Un businessman texan pro-Trump fait machine arrière sur l'ICE après la détention de sa fiancée
Points clés
- •John Gannon, un businessman texan qui a voté pour Trump en 2024, a retiré son soutien après que l'ICE a détenu sa fiancée Yasmín Suárez Reyes à l'aéroport intercontinental George Bush en juillet.
- •Suárez Reyes était entrée légalement aux États-Unis, détenait un permis de travail valide, avait une demande d'asile en cours et n'avait aucun casier judiciaire, selon son avocate Anne Kennedy.
- •Malgré son statut légal, Suárez Reyes est restée en détention à l'ICE pendant près de deux semaines après son arrestation.
- •L'administration Trump a étendu les opérations d'application de la loi sur l'immigration dans les aéroports, les palais de justice et d'autres lieux dans le cadre de son engagement en faveur de déportations massives.
- •La réponse publique au changement de position de Gannon a été largement peu compatissante, des critiques estimant qu'il ne s'était opposé aux politiques qu'une fois celles-ci affectées directement.

Le businessman texan John Gannon a exprimé ses regrets concernant son vote de 2024 pour le président Donald Trump, revenant sur sa position après que des responsables fédéraux de l'immigration ont détenu sa fiancée vénézuélienne, Yasmín Suárez Reyes, en juillet.
S'exprimant auprès de CBS News jeudi, Gannon a déclaré qu'il avait supposé que la campagne de déportation massive de Trump ciblerait exclusivement les criminels. Au lieu de cela, a-t-il déclaré, les autorités « arrêtent des citoyens respectueux de la loi » et « détruisent des familles, des emplois ».
Selon le reporter de Common Dreams Brad Reed, des agents de l'ICE ont placé Suárez Reyes en garde à vue à l'aéroport intercontinental George Bush à Houston. Gannon a déclaré que les agents n'avaient donné aucune explication, les décrivant comme « cernant » sa fiancée et la « poussant de force dans une voiture ».
« C'est comme la Gestapo », a déclaré Gannon.
L'avocate de Suárez Reyes, Anne Kennedy, a déclaré à CBS News que sa cliente était entrée légalement aux États-Unis, détenait un permis de travail valide, avait une demande d'asile en cours et n'avait aucun casier judiciaire. En vertu du droit de l'immigration américain, les demandeurs d'asile dont les dossiers sont en cours sont généralement autorisés à rester dans le pays pendant que leurs requêtes progressent dans le système, un processus qui prend souvent des années en raison de l'arriéré important des tribunaux de l'immigration. Néanmoins, elle est restée en détention pendant près de deux semaines suite à son arrestation en juillet.
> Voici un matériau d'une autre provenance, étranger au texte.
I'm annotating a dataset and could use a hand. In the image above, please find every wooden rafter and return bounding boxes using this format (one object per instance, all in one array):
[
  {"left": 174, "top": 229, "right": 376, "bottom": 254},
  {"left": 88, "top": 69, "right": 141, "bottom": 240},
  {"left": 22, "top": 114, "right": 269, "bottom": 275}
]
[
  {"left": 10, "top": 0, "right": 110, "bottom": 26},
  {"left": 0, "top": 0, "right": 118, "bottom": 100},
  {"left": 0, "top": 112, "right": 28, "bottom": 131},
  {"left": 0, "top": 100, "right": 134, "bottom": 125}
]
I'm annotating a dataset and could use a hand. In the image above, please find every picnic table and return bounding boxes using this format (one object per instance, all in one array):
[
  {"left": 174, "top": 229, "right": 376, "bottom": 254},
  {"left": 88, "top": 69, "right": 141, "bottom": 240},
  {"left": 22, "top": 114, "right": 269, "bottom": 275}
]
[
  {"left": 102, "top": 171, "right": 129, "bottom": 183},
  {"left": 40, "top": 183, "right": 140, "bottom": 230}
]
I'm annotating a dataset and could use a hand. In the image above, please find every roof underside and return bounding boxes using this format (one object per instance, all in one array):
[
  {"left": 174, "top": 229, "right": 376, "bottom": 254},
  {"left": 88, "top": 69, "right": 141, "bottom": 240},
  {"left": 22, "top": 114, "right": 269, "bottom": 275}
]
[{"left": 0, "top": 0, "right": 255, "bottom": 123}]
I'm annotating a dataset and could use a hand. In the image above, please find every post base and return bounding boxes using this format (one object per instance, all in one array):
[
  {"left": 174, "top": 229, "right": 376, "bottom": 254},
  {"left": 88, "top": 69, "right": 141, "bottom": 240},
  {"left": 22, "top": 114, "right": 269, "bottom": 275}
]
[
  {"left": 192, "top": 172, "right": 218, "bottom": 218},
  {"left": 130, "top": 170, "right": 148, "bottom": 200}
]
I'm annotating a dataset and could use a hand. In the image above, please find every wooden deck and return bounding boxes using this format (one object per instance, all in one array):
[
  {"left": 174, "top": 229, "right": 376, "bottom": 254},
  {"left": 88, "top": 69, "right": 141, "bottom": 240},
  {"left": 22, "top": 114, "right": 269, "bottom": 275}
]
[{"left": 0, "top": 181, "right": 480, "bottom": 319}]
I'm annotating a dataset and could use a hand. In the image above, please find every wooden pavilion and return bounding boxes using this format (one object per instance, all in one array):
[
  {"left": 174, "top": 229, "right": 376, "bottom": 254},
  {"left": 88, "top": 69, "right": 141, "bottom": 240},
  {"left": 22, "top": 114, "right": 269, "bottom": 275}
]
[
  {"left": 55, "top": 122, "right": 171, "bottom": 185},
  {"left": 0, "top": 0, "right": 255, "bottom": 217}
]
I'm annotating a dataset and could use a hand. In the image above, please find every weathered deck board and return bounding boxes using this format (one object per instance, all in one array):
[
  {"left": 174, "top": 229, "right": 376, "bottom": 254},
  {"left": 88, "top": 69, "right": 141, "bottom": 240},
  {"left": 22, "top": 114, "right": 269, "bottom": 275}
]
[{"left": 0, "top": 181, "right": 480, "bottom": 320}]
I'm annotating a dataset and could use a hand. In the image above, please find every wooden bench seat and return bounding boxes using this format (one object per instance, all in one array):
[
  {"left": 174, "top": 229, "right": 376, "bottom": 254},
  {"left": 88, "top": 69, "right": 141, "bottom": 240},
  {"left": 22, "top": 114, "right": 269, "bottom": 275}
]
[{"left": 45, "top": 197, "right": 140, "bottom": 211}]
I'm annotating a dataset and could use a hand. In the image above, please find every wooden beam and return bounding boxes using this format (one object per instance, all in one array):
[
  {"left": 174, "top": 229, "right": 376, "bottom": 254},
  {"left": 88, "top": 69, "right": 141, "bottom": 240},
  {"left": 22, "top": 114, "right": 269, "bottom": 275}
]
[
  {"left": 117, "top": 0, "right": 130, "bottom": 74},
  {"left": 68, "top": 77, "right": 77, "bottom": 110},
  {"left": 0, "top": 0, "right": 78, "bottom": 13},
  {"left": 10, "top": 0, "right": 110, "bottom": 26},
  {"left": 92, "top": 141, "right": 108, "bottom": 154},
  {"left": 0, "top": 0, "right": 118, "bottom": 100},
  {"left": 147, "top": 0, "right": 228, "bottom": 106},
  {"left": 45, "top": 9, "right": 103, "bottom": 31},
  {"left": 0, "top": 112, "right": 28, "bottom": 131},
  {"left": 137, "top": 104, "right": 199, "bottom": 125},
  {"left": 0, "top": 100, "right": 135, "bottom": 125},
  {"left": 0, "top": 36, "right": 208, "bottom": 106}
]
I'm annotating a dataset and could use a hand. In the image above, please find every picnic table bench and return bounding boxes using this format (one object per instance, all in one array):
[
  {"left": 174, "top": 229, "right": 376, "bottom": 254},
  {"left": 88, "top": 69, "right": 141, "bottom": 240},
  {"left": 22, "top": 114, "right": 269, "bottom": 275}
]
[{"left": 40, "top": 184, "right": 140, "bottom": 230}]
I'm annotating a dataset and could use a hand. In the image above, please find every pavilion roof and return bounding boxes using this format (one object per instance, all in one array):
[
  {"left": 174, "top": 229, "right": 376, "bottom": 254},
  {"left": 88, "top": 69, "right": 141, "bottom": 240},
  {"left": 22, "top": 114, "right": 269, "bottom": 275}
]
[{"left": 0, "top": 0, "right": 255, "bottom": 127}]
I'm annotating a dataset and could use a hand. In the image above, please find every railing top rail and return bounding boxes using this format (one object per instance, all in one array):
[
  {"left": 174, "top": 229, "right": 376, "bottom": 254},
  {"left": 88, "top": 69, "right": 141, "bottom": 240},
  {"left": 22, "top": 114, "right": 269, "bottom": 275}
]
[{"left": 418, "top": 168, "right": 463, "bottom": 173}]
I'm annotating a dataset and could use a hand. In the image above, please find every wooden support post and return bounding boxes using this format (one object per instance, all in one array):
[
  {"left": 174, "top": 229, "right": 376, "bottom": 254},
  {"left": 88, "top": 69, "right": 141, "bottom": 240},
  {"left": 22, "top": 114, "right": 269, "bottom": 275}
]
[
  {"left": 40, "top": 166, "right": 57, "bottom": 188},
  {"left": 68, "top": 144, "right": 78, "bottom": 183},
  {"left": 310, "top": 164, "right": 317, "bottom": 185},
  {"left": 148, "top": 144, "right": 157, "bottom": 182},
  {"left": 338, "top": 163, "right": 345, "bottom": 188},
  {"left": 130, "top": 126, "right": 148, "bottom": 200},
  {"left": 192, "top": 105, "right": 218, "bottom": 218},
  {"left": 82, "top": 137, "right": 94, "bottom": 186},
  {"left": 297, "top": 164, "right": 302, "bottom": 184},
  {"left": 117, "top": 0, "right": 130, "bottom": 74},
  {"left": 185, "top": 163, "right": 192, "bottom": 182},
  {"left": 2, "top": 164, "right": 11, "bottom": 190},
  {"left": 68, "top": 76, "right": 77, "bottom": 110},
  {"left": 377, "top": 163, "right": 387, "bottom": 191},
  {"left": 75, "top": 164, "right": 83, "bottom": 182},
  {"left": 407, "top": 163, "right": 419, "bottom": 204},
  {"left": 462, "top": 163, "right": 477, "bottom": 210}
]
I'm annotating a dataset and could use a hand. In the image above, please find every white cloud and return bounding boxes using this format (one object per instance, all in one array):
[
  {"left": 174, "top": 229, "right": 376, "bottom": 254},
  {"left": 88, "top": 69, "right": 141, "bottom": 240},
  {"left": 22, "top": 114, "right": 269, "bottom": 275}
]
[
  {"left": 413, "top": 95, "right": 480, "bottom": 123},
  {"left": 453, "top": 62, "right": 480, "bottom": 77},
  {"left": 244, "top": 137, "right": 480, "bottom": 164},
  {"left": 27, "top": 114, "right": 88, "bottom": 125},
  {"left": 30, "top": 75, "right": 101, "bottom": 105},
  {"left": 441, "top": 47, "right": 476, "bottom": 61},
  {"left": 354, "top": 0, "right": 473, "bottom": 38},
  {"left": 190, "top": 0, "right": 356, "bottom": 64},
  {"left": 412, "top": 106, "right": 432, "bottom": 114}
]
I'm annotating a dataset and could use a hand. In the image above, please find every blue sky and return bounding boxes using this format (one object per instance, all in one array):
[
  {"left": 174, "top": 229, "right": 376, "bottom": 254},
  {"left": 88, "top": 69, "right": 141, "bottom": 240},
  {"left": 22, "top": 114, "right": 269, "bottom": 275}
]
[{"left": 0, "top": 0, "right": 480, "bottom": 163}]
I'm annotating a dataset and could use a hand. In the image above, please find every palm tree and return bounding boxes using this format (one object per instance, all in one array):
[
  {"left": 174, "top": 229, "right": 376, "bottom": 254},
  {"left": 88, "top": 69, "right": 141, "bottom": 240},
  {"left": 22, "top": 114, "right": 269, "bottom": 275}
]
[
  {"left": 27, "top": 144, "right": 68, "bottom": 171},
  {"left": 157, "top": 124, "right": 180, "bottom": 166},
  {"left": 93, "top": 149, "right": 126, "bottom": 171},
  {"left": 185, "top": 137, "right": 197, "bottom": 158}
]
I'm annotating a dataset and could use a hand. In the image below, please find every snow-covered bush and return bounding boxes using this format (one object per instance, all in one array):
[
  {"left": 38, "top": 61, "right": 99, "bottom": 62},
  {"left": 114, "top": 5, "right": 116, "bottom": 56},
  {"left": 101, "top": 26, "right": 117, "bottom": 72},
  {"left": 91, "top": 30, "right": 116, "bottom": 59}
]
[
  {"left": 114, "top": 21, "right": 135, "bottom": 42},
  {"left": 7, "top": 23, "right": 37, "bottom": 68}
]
Trump a fait de la déportation massive une promesse phare de sa campagne de 2024, s'engageant à mener la plus grande opération de déportation intérieure de l'histoire des États-Unis. Depuis sa prise de fonction, son administration a étendu les opérations d'application de la loi de l'ICE dans plusieurs villes et hubs de transit, notamment les aéroports, les palais de justice et d'autres lieux, suscitant à la fois soutien et contestation. Des groupes de défense des libertés civiles et des droits des immigrés ont averti que l'élargissement des filets d'application de la loi affecte de plus en plus des individus sans casier judiciaire ayant un statut légal ou des demandes en cours.
Gannon a exhorté le président à réorienter les efforts d'application de la loi. « Poursuivez les criminels », a-t-il déclaré, « mais laissez les petits commerçants et les enfants tranquilles ».
La réaction publique au revirement de Gannon a été largement peu compatissante. La journaliste Molly Knight a noté sur Bluesky que Gannon ne s'était opposé à la politique qu'une fois celle-ci affectée personnellement. L'activiste Shannon Watts a partagé des critiques similaires sur X, soulignant la tendance plus large des partisans de Trump à reconsidérer leurs positions uniquement après avoir subi les politiques en première personne.